Using uncertaintyAwareDeepLearn
Currently the key tool you’ll want to import from this package is VanillaRFFLayer, which is a random-features approximated last layer for a neural net. You can add it to a PyTorch model you are constructing as shown below::
import torch
from uncertaintyAwareDeepLearn import VanillaRFFLayer
class MyNiftyNeuralNetwork(torch.nn.Module):
def __init__(self):
super().__init__()
self.my_last_layer = VanillaRFFLayer(in_features = 212, RFFs = 1024,
out_targets = 1, gp_cov_momentum = 0.999,
gp_ridge_penalty = 1e-3, amplitude = 1.,
likelihood = "gaussian", random_seed = 123)
# Insert other layers here
def forward(self, x, update_precision = False, get_var = False):
# Convert x to latent representation here. Note that update_precision
# should be set to True when training and False when evaluating.
if not get_var:
preds = self.my_last_layer(latent_rep, update_precision)
return preds
# Note that if get_var is True, VanillaRFFLayers will also return
# estimated variance.
preds, var = self.my_last_layer(latent_rep, update_precision,
get_var)
return preds, var
To understand the parameters accepted by the class constructor, see below:
- class uncertaintyAwareDeepLearn.VanillaRFFLayer(in_features: int, RFFs: int, out_targets: int = 1, gp_cov_momentum=0.999, gp_ridge_penalty=0.001, likelihood='gaussian', amplitude=1.0, random_seed: int = 123, device=None, dtype=None)
A PyTorch layer for random features-based regression, binary classification and multiclass classification.
- Parameters:
in_features – The dimensionality of each input datapoint.
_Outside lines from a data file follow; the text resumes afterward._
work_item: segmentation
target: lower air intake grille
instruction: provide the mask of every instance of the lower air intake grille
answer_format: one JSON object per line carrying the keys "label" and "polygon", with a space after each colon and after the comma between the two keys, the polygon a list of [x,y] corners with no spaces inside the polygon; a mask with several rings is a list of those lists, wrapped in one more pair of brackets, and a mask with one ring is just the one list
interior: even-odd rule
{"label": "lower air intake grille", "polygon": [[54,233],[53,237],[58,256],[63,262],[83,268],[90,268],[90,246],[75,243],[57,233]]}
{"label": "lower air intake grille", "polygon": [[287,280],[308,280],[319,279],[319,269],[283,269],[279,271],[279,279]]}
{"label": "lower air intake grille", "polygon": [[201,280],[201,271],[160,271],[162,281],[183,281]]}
Each input tensor should be a 2d tensor of size (N, in_features).
RFFs – The number of RFFs generated. Must be an even number. The larger RFFs, the more accurate the approximation of the kernel, but also the greater the computational expense. We suggest 1024 as a reasonable value.
out_targets – The number of output targets to predict. For regression and binary classification, this must be 1. For multiclass classification, this should be the number of possible categories in the data.
gp_cov_momentum (float) – A “discount factor” used to update a moving average for the updates to the covariance matrix. 0.999 is a reasonable default if the number of steps per epoch is large, otherwise you may want to experiment with smaller values. If you set this to < 0 (e.g. to -1), the precision matrix will be generated in a single epoch without any momentum.
gp_ridge_penalty (float) – The initial diagonal value for computing the covariance matrix; useful for numerical stability so should not be set to zero. 1e-3 is a reasonable default although in some cases experimenting with different settings may improve performance.
likelihood (str) – One of “gaussian”, “binary_logistic”, “multiclass”. Determines how the precision matrix is calculated. Use “gaussian” for regression.
amplitude (float) – The kernel amplitude. This is the inverse of the lengthscale. Performance is not generally very sensitive to the selected value for this hyperparameter, although it may affect calibration. Defaults to 1.
random_seed – The random seed for generating the random features weight matrix. IMPORTANT – always set this for reproducibility. Defaults to 123.
- Shape:
Input: \((N, H_{in})\) where \(N\) means number of datapoints. Only 2d input arrays are accepted.
Output: \((N, H_{out})\) where all but the last dimension are the same shape as the input and \(H_{out}\) = out_targets.
Examples:
>>> m = nn.VanillaRFFLayer(20, 1) >>> input = torch.randn(128, 20) >>> output = m(input) >>> print(output.size()) torch.Size([128, 1])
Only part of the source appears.